Già che ci siamo, eliminiamo un possibile equivoco: le parole d’ordine di cui qui parliamo, i metodi di lotta, il movimento e le strutture permanenti di difesa economica, non portano automaticamente la nostra classe a una consapevolezza politica rivoluzionaria. Sono un allenamento alla lotta politica rivoluzionaria, per la quale altre crisi della società borghese devono ancora maturare, oltre a quella economica: le crisi sociali, politiche, militari. Ben altro è l’organismo che la classe si deve dare! E’ il Partito Comunista che a quel punto, riassumendo tutto il suo precedente lavoro di organo che prepara la classe, dirige la rivoluzione. Ma, dunque, questo è un altro problema… Eppure, è proprio la paura che i proletari riconoscano fin da questo momento, così lontano dalla crisi rivoluzionaria, la necessità del Partito Comunista che i “cavalieri del buon senso” mascherano con quella tiritera del “non capirebbero”.

D’altronde, così è: solo grazie all’azione dei comunisti all’interno degli organismi di lotta economica, alla loro insistenza su parole d’ordine radicali e metodi di lotta altrettanto radicali, alla loro continua battaglia affinché dalla sostanza delle rivendicazioni si dia forma al sindacato di classe, la nostra classe si potrà difendere senza rimanere costretta nella condizione socioeconomica di salariati aziendali, di operai di fabbrica!

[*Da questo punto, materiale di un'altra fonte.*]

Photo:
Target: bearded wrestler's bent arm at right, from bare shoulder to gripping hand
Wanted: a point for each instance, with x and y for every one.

E allora, con gli adorati operai i “cavalieri del buon senso” ci van leggeri. “Lotta di classe” e “violenza proletaria” vanno escluse a priori; meglio “rivendicazione operaia”, “manifestazione di massa”. Non si parli in nessun modo di “partito di classe”, perché si tratta del diavolo che predica e annuncia il… dominio dittatoriale del proletariato. Le parole “socialismo” e “comunismo” davanti alle fabbriche devono essere vietate per principio. E’ consentito parlare di “sfruttamento”, ma con moderazione, di “licenziamenti” quando siano appurati da fatti concreti: si parli invece di “diritti”, di “giustizia retributiva”, di “democrazia partecipativa”, di “reddito di cittadinanza”. Nessuno osi, aldilà del cancello della fabbrica, fare discorsi incomprensibili su scioperi ad oltranza… si è fatta tanta fatica a mettere in testa ai lavoratori che lo sciopero come forma di lotta va messo in soffitta e che, se proprio bisogna nominarlo, proprio quando non se ne può fare a meno, va “concertato”, spezzettato per regione, comparto, azienda, categoria.

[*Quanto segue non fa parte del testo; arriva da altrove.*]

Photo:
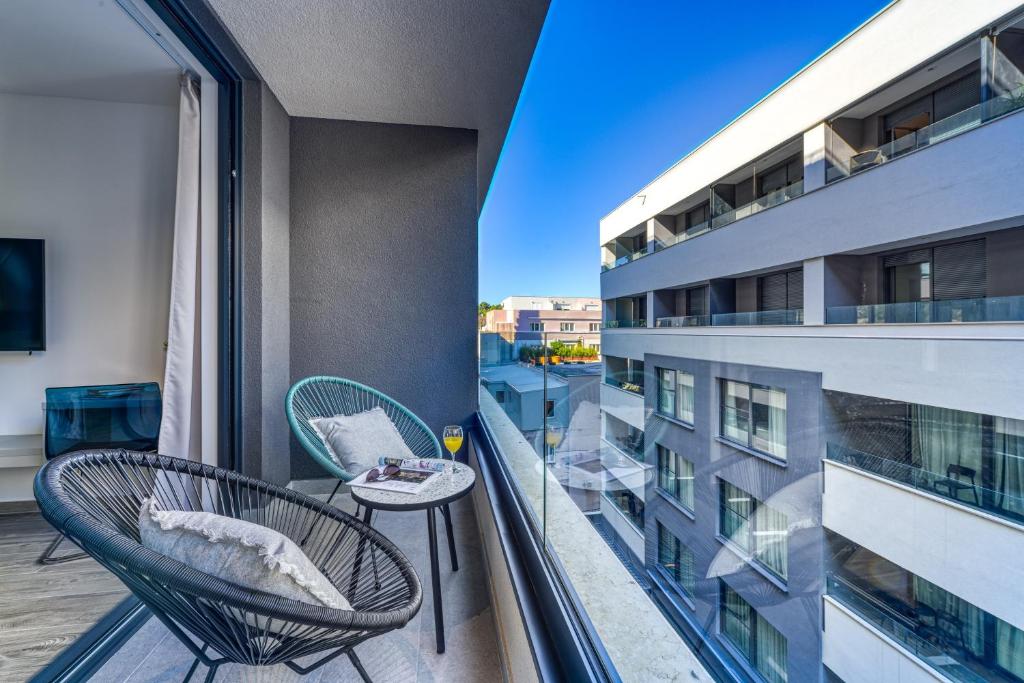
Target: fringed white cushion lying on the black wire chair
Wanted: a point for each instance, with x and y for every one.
(249, 556)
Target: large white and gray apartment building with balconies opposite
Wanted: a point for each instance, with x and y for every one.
(814, 336)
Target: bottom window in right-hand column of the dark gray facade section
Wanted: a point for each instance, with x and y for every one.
(758, 642)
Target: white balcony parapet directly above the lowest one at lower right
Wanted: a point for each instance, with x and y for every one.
(941, 542)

Non solo: tutta una serie di rivendicazioni sull’orario, sul salario, sui licenziamenti, non può essere proposta “dall’esterno”, perché sarebbe una perniciosa trascuratezza delle “istanze locali, particolari, aziendali”. E, per carità!, non diciamo più nulla sul blocco della produzione e delle merci, sugli antidemocratici picchetti o sulle spazzolate dei crumiri!

Un grande passo in avanti, non c’è che dire, in attesa che il movimento e l’autocoscienza risolvano tutti i problemi della classe operaia.